The words ceased. Chayne leaned his elbows on the wooden rail. The mists in the valley below had been swept away; overhead the stars shone out of an ebony sky very bright as on some clear winter night of frost, and of all that gigantic amphitheater of mountains which circled behind them from right to left there was hardly a hint. Perhaps here some extra cube of darkness showed where a pinnacle soared, or there a vague whiteness glimmered where a high glacier hung against the cliff, but for the rest the darkness hid the mountains. A cold wind blew out of the East and Chayne shivered.
"You are cold, monsieur?" said Michel. "It is your first night."
"No, I am not cold," Chayne replied, in a low and quiet voice. "But I am thinking it will be deadly cold up there in the darkness on the rocks of the Blaitiere."
Michel answered him in the same quiet voice. On that broad open plateau both men spoke indeed as though they were in a sick chamber.

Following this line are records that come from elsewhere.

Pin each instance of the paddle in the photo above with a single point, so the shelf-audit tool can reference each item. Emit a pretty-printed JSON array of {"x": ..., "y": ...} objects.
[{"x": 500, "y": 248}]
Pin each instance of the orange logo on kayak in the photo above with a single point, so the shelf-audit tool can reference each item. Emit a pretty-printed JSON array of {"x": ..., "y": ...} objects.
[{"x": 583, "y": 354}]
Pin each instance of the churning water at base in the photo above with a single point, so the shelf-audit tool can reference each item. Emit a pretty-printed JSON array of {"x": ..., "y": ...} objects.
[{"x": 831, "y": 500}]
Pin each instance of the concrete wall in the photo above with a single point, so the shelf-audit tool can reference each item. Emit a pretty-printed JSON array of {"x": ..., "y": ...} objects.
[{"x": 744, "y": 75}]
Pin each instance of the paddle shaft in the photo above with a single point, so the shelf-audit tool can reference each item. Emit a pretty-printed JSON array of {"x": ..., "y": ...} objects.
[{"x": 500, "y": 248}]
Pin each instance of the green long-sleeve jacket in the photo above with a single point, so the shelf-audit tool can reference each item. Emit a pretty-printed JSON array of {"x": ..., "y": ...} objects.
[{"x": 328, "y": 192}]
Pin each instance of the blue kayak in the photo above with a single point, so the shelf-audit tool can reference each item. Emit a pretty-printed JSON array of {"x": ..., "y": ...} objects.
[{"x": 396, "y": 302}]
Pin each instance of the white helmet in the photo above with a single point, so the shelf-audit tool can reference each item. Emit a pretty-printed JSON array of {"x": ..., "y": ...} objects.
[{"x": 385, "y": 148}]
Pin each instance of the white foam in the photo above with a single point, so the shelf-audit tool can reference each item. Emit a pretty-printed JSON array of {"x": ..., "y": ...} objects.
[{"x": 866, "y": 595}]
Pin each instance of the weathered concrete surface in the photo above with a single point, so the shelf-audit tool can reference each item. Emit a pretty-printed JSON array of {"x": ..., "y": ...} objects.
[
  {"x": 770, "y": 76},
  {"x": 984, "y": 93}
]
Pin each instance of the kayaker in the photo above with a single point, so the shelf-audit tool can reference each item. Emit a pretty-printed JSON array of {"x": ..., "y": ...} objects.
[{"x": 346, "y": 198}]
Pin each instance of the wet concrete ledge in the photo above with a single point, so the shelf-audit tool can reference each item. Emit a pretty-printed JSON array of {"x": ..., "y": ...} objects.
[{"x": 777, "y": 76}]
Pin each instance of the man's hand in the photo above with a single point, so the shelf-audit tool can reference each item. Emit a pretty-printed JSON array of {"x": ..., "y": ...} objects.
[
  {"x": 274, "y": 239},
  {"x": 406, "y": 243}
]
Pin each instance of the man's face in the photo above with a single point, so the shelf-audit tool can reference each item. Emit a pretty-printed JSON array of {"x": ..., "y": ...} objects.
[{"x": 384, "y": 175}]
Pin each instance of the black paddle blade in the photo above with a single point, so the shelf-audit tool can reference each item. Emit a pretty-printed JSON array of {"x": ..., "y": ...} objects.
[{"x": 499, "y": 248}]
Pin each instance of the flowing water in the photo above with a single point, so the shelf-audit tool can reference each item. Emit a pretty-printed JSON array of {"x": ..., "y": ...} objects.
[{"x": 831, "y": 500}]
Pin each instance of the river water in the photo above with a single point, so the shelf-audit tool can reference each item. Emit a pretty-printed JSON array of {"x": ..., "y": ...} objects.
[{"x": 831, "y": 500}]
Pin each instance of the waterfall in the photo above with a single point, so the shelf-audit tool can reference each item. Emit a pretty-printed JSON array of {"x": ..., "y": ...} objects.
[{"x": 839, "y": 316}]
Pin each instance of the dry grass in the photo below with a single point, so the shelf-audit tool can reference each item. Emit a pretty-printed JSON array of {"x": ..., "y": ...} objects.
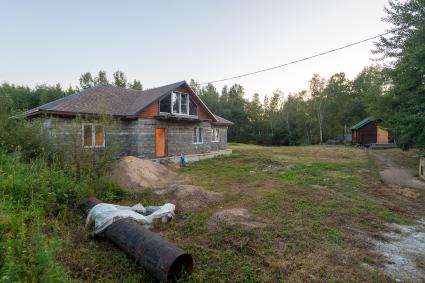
[{"x": 320, "y": 204}]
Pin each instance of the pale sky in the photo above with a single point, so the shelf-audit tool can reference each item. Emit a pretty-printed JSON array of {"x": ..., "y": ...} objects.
[{"x": 161, "y": 42}]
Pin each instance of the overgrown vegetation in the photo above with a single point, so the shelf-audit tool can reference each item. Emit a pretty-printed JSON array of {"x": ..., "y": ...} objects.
[{"x": 319, "y": 204}]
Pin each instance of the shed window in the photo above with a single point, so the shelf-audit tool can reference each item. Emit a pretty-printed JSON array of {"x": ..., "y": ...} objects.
[
  {"x": 215, "y": 135},
  {"x": 198, "y": 135},
  {"x": 93, "y": 135}
]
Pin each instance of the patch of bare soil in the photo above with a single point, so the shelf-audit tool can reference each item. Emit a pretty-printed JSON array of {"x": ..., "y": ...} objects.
[
  {"x": 393, "y": 174},
  {"x": 189, "y": 197},
  {"x": 235, "y": 216},
  {"x": 404, "y": 250},
  {"x": 136, "y": 173}
]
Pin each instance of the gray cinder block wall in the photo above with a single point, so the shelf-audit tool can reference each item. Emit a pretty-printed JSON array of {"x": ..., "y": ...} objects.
[{"x": 137, "y": 137}]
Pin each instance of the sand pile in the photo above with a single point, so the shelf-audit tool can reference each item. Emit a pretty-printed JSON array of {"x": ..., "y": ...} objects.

"While you were away, monsieur, three men without food sat through a night on a steep ice-sheltered ice-slope behind us, high up on the Aiguille du Plan, as high up as the rocks of the Blaitiere. And not one of them came to any harm."
"I know. I read of it," said Chayne, but he gathered little comfort from the argument.
Michel fumbled in his pocket and drew out a pipe. "You do not smoke any more?" he asked. "It is a good thing to smoke."
"I had forgotten," said Chayne.
He filled his pipe and then took a fuse from his match-box.
"No, don't waste it," cried Michel quickly before he could strike it. "I remember your fuses, monsieur."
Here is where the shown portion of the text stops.